A series of experiments to measure the water solubility in supercritical nitrogen and carbon dioxide have been conducted at experimental conditions up to 483 K and 134 MPa. The accuracy of the experimental procedure is verified by comparing the water content data of methane in the literature and our experimental data for the methane−water system. In addition, a fugacity−fugacity approach including the cubic-plus-association equation of state (CPA EoS) and a fugacity−activity approach based on the Peng−Robinson EoS and the Henry’s law model are incorporated to predict the water content data of methane, nitrogen, and carbon dioxide. A comparison between our experimental data, literature data, and the results of the fugacity−activity approach shows the reliability of the PR-Henry’s law model for the phase behavior studies of the nitrogen−water system over a wide range of pressure and temperature conditions. However, the CPA equation is not capable of reproducing the high pressure vapor and liquid phase compositions of the water−nitrogen system.

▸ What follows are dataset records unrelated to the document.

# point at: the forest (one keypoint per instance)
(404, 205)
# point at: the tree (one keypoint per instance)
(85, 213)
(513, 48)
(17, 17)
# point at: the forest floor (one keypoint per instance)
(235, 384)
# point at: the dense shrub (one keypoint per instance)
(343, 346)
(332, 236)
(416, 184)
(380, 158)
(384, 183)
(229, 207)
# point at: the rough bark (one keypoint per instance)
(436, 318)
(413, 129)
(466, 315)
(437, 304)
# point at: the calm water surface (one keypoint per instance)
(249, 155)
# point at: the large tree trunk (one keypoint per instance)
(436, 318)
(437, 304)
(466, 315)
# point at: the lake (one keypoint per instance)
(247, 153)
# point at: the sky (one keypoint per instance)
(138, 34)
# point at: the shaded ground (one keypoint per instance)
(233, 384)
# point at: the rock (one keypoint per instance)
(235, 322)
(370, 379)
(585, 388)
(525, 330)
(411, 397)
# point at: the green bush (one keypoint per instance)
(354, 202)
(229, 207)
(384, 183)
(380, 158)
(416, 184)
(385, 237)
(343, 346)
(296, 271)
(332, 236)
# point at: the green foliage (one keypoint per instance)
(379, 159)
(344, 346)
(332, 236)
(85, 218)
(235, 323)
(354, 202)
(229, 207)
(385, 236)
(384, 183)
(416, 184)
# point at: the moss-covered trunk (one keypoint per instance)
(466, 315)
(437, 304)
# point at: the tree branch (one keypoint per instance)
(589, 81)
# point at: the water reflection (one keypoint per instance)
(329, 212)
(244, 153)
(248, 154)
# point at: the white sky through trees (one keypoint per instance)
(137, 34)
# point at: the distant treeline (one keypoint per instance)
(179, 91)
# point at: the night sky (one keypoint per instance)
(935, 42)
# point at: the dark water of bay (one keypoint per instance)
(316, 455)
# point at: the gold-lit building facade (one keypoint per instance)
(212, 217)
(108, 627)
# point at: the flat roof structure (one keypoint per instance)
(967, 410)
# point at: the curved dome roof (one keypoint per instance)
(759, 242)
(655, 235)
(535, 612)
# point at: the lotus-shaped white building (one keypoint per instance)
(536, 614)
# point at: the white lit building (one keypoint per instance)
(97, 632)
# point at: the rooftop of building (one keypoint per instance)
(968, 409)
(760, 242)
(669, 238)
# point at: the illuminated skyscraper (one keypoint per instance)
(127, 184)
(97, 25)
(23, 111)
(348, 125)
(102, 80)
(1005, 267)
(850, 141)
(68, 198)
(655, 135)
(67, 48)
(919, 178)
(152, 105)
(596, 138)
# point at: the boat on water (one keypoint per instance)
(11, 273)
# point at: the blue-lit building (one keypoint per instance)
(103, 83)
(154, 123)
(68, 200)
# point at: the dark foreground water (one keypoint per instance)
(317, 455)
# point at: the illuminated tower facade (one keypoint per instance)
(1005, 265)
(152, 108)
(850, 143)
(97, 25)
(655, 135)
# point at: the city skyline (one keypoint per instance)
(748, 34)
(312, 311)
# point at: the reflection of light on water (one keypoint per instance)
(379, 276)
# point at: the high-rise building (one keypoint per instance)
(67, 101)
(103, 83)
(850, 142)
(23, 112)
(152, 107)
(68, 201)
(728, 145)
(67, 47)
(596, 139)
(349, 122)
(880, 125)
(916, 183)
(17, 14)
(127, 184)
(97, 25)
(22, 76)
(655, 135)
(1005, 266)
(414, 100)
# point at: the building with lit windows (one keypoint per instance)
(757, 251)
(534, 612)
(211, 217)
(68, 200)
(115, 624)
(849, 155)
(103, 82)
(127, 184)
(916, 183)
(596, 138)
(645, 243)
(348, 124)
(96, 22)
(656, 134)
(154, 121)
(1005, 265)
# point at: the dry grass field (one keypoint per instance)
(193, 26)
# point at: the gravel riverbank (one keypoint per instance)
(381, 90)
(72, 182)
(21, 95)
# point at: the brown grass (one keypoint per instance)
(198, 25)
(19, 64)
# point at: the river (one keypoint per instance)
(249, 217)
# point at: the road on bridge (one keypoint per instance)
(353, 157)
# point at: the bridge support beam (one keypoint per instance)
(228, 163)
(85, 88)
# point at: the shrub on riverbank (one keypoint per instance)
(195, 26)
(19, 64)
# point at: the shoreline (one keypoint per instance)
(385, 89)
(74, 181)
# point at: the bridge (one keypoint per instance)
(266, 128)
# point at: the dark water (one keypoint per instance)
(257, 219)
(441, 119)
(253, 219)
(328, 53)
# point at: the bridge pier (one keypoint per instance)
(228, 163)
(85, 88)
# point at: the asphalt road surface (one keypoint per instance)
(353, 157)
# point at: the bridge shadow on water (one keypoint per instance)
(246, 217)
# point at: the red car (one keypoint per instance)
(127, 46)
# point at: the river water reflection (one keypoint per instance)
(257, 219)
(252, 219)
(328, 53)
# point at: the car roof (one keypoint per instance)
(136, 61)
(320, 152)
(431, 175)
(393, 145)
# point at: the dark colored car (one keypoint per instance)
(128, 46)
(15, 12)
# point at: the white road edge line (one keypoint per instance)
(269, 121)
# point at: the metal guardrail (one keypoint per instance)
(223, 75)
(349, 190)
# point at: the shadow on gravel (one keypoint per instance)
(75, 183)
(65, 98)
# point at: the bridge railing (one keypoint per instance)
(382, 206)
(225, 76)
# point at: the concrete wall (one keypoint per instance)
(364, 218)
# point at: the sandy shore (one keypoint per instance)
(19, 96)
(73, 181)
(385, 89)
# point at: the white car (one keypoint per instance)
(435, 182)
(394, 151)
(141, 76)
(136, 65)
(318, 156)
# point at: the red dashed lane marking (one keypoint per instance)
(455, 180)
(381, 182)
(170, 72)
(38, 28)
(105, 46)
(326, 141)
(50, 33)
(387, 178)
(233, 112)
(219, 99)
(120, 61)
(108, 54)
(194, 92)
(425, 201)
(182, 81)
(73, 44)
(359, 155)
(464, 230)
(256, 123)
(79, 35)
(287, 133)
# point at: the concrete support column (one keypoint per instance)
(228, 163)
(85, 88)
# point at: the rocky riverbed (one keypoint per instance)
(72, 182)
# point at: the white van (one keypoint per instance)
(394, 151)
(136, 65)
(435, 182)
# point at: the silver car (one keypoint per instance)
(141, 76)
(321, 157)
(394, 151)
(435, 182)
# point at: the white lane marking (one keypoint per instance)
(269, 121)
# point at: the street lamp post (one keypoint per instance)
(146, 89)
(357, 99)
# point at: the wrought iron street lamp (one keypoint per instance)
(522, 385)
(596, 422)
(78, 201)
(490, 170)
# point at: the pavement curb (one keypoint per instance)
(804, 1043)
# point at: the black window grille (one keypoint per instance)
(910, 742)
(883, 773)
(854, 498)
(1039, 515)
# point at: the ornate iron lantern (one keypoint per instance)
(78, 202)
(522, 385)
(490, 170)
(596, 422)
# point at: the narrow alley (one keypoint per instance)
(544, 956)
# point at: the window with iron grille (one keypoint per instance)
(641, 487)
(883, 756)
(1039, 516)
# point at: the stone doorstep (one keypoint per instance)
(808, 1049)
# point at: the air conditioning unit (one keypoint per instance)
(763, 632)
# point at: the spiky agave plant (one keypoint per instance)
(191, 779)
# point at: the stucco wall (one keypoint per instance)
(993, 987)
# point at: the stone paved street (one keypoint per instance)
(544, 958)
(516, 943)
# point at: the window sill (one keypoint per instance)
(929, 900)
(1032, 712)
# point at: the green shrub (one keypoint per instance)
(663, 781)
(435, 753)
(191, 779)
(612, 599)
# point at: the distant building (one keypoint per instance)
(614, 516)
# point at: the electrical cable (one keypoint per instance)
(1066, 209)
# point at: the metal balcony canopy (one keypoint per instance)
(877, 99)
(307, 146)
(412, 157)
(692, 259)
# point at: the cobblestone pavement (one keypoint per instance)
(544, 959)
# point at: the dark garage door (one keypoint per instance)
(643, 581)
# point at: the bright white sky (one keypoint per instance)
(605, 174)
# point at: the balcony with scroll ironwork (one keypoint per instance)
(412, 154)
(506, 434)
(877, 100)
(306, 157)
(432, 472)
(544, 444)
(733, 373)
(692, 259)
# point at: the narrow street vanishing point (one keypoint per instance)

The concept of cross-association satisfactorily improves the performance of the CPA equation of state in predicting the water content data of supercritical methane. On the basis of the literature and new measured data in this study, it has been found that the CPA equation better represents the phase behavior of the water−carbon dioxide system if carbon dioxide is considered as a self- and cross-associating molecule.